- Flag Seal
- Location in Táchira
- Pedro María Ureña Municipality Location in Venezuela
- Coordinates: 7°54′N 72°24′W﻿ / ﻿7.9°N 72.4°W
- Country: Venezuela
- State: Táchira
- Municipal seat: Ureña

Government
- • Mayor: Jhon Carrillo (PSUV)

Area
- • Total: 168.7 km^{2} (65.1 sq mi)

Population (2011 -> 2019 projection)
- • Total: 52,678 -> 56,142
- • Density: 312.3/km^{2} (808.7/sq mi)
- Time zone: UTC−4 (VET)
- Website: Official website

= Pedro María Ureña Municipality =

Pedro María Ureña Municipality is one of the 29 municipalities that makes up the western Venezuelan state of Táchira and, according to the 2011 Venezuelean census, the municipality had a population of 52,678. The mayor of the municipality is Jhon Carrillo of the PSUV party since December 2017 and the town of Ureña is the municipal seat of the Pedro María Ureña Municipality.

==Demographics==
Based on the 2011 Venezuelan census, The population of the Pedro María Ureña Municipality was 52,678 people, accounting for 4.4% of the total population of the state of Táchira. Almost all (96.36%) of the municipality's population is in the town of Ureña, the municipal seat.

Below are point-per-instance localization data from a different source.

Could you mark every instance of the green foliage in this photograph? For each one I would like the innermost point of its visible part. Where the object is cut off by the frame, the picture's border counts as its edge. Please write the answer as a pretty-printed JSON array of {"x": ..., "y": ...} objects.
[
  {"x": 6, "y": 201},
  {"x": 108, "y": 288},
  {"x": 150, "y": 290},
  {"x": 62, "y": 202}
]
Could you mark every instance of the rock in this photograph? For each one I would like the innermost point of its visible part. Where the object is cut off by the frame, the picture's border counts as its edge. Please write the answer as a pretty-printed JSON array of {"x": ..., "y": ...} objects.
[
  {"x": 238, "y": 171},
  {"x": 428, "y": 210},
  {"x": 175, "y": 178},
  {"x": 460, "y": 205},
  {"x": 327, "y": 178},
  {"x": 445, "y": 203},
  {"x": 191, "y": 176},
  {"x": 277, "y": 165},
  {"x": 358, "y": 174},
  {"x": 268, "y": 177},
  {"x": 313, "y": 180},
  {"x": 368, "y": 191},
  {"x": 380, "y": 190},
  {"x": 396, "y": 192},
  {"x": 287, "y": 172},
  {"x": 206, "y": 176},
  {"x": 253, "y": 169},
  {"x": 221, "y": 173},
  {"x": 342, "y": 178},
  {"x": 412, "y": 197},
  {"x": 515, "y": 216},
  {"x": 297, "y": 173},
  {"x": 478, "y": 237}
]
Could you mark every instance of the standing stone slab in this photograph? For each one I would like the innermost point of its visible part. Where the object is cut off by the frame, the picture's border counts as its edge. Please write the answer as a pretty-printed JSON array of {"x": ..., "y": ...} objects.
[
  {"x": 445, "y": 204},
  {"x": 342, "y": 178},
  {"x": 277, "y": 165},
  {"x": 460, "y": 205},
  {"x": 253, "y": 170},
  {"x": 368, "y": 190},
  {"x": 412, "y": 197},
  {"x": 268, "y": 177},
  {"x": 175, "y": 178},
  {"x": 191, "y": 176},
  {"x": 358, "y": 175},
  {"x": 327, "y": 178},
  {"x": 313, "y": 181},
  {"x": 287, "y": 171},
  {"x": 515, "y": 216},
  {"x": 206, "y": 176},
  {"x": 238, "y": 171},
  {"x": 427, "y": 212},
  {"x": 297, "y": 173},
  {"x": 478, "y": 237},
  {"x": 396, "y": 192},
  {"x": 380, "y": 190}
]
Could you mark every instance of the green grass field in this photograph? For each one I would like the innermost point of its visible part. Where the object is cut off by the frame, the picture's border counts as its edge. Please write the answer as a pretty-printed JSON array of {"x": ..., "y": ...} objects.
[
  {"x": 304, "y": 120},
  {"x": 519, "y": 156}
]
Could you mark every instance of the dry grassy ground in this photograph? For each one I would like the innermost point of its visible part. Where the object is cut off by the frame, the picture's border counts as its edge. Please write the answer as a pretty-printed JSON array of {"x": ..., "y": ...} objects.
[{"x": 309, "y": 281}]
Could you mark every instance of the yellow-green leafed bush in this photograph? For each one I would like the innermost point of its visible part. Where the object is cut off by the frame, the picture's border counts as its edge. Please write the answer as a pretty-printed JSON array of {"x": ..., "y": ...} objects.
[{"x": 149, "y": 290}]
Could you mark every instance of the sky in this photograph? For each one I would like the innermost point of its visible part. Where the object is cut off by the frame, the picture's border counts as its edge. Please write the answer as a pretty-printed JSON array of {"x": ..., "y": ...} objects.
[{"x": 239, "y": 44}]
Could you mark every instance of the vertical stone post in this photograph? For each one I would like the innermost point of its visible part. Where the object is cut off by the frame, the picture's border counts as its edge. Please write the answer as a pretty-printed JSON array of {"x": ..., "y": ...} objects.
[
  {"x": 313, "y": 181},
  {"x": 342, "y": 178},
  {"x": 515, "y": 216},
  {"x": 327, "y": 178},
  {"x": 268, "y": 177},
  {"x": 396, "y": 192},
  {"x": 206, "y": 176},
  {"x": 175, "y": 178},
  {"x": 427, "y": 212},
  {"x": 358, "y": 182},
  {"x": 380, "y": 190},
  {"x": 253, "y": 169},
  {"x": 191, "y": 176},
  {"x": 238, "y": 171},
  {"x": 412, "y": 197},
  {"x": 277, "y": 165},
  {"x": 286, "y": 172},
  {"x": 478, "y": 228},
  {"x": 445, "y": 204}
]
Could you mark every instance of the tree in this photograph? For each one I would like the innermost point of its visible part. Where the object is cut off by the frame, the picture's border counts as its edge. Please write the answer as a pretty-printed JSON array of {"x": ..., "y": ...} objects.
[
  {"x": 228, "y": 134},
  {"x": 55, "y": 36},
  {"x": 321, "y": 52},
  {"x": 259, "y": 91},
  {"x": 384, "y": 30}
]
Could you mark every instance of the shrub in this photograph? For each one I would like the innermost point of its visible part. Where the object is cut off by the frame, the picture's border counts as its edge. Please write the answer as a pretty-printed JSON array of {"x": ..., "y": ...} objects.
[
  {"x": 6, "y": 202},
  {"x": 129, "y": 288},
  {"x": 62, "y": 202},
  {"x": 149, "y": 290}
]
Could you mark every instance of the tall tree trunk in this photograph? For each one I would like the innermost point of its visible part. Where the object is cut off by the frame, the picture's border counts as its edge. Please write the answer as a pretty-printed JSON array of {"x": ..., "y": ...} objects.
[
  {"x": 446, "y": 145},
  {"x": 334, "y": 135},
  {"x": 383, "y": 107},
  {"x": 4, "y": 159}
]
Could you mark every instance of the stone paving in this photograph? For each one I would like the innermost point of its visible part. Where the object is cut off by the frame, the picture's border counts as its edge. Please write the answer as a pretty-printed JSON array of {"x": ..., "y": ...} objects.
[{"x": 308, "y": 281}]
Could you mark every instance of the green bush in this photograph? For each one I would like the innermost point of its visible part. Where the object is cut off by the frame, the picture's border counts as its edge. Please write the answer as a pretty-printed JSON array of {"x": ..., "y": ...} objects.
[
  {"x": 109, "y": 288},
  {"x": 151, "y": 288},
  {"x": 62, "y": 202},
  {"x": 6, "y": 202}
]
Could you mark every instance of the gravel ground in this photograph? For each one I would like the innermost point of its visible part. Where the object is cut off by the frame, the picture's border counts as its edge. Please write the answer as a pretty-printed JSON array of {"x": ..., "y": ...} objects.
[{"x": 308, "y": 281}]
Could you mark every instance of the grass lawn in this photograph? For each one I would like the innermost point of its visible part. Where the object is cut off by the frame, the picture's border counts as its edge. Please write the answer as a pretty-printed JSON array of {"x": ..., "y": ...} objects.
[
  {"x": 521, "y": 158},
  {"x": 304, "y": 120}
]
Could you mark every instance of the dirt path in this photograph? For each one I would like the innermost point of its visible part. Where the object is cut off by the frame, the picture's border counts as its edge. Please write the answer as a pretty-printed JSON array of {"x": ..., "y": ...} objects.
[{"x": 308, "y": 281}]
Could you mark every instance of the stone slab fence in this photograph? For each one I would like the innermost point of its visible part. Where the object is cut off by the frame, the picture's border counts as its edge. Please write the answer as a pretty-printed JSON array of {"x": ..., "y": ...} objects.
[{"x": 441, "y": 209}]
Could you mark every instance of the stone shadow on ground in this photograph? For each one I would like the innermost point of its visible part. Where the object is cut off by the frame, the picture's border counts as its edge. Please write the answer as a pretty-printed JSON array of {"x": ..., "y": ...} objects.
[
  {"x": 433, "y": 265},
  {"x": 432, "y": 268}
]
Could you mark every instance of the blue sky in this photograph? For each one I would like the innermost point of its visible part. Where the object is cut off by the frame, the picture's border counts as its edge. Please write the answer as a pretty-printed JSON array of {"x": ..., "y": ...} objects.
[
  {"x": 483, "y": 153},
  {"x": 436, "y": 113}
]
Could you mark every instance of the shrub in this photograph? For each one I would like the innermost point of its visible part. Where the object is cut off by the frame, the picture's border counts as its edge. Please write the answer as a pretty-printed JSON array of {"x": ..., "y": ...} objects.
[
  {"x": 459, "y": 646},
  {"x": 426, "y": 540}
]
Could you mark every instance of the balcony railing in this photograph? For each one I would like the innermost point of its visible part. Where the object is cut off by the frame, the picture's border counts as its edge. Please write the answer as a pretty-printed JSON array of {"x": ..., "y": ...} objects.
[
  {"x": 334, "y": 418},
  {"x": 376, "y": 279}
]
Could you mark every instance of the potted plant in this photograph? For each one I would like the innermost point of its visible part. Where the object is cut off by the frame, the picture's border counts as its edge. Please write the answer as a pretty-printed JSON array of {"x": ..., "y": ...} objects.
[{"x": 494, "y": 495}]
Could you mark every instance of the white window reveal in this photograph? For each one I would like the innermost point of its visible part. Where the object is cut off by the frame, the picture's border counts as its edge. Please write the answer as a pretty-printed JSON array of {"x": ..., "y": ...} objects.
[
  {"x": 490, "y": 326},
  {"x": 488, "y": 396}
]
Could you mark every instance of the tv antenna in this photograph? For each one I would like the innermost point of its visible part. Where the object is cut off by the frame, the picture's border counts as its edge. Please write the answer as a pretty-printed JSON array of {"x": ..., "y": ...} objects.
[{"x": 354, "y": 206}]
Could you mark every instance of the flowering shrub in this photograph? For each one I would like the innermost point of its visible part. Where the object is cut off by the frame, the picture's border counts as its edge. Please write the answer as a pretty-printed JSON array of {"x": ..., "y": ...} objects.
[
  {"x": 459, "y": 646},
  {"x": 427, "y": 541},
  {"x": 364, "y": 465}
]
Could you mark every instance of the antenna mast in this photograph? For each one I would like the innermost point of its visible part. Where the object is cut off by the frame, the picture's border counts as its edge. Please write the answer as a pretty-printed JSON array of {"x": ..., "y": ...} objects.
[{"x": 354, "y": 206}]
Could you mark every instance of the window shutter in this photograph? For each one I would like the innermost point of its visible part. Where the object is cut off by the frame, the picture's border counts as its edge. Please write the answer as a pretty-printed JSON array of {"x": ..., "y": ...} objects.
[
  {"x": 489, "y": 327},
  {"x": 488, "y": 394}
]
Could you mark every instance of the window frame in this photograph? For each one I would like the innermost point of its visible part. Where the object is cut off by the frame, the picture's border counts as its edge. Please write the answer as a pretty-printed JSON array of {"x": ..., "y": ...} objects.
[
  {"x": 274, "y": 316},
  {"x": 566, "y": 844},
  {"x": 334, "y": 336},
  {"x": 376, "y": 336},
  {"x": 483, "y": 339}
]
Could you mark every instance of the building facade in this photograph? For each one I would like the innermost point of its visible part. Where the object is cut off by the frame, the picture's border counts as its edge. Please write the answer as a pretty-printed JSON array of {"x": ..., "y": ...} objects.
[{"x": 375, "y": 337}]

By June 2019, official projections from the Venezuelan Statistics National Institute estimated the population of Pedro María Ureña as 56,142 people, representing an annual growth rate of 0.8% since 2011 and showing a population density of 305.1 inhabitants/km². However, these projections do not account for the impact of emigration linked to the country's recent economic and political circumstances.

The gender distribution of the population was 49.8% men (25,821) and 50.2% women (26,058). The age distribution showed that the largest segment of the population was aged 15 to 64, comprising 68.1% of the people. Younger people aged 0 to 14 made up 27.1% of the population, while those aged 65 and older accounted for 4.8%. The municipality is almost entirely urbanized, with 96.4% of inhabitants (50,006) living in urban centers compared to just 3.6% (1,873) in rural areas.

Ethnically, the municipality identified as predominantly White people (58.1%) and Mestizo (39.2%). Minority groups included 0.9% Afro-Venezuelans, a small indigenous population of 4 individuals, and 1.8% belonging to other ethnic groups. The literacy rate was 96.2%, with 1,608 inhabitants of Pedro María Ureña not able to read or write.

==Government==
The mayor of the Pedro María Ureña Municipality is Jhon Carrillo of the United Socialist Party of Venezuela, since his election in December 2017. He was re-elected for a third term in July 2025. The municipality is divided into two parishes; Nueva Arcadia and Pedro María Ureña.